Let \(X\) denote the number of points obtained.

  1. Give the distribution (law) of \(X\).
  2. Recall the definitions of \(E(X)\), \(\mathrm{Var}(X)\), and \(\sigma(X)\), and compute their values.
  3. Provide a graphical representation of the cumulative distribution function (CDF) of the variable \(X\).
  4. Compute the probability of obtaining an even number, then that of obtaining an odd number.

Exercise 1.10 We consider the situation where two players each roll a fair die in turn.
Let \(Z_1\) (respectively \(Z_2\)) denote the result of player 1 (resp. player 2), assuming the two rolls are independent.
We define \(A\) as the average of the two results and \(B\) as their maximum, that is:

\[ A = \frac{Z_1 + Z_2}{2}, \qquad B = \max(Z_1, Z_2). \]

  1. What is the joint distribution (law) of the pair \((Z_1, Z_2)\)?
  2. Compute the expectation and the variance of \(A\).
  3. What is the distribution of \(B\)? Compute its expectation, variance, and standard deviation.
  4. Are the variables \(A\) and \(B\) independent?

Exercise 1.11 An urn contains 2 balls with number 20, 4 balls with number 10 and 4 balls with number 5.

  1. An experiment consists in drawing simultaneously 3 balls from the urn. Calculate probability p so that the sum of the numbers drawn is equal to 30.

  2. This experiment is repeated 4 times, each time putting the three balls drawn back into the urn. Let \(X\) be the random variable indicating the number of draws giving a sum of numbers equal to 30.

    1. What is the probability law of \(X\). Give its expected and standard deviation.

    2. Calculate the probability of having at least once the sum 30 out of 4 draws.

Exercise 1.12 You need someone to help you move. When you call a friend, there’s a one out of four chances he will accept.
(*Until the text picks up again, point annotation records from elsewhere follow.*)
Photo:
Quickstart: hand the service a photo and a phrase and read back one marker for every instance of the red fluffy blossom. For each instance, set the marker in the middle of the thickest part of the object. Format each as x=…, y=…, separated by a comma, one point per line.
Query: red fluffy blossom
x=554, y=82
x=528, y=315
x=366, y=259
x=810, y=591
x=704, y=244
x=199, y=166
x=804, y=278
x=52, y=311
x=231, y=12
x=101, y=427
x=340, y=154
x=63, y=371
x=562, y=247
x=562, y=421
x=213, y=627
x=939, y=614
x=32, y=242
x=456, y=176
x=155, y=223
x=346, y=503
Let \(X\) be the random variable that represents the number of friends you will need to contact to get this help.

  1. Determine the probability distribution of \(X\).

  2. Calculate \(P(X\leq 3)\).

  3. Calculate \(E(X)\).

Exercise 1.13 The number of power outages that occur in a certain region over a one-year timeframe follows a Poisson distribution of parameter \(\lambda=3\).

  1. Calculate the probability that within a period of one year one failure occurs exactly.

  2. Assuming there is an independence of outages from one year to another, calculate the probability that in the upcoming ten years there will be at least one year in which exactly one failure occurs.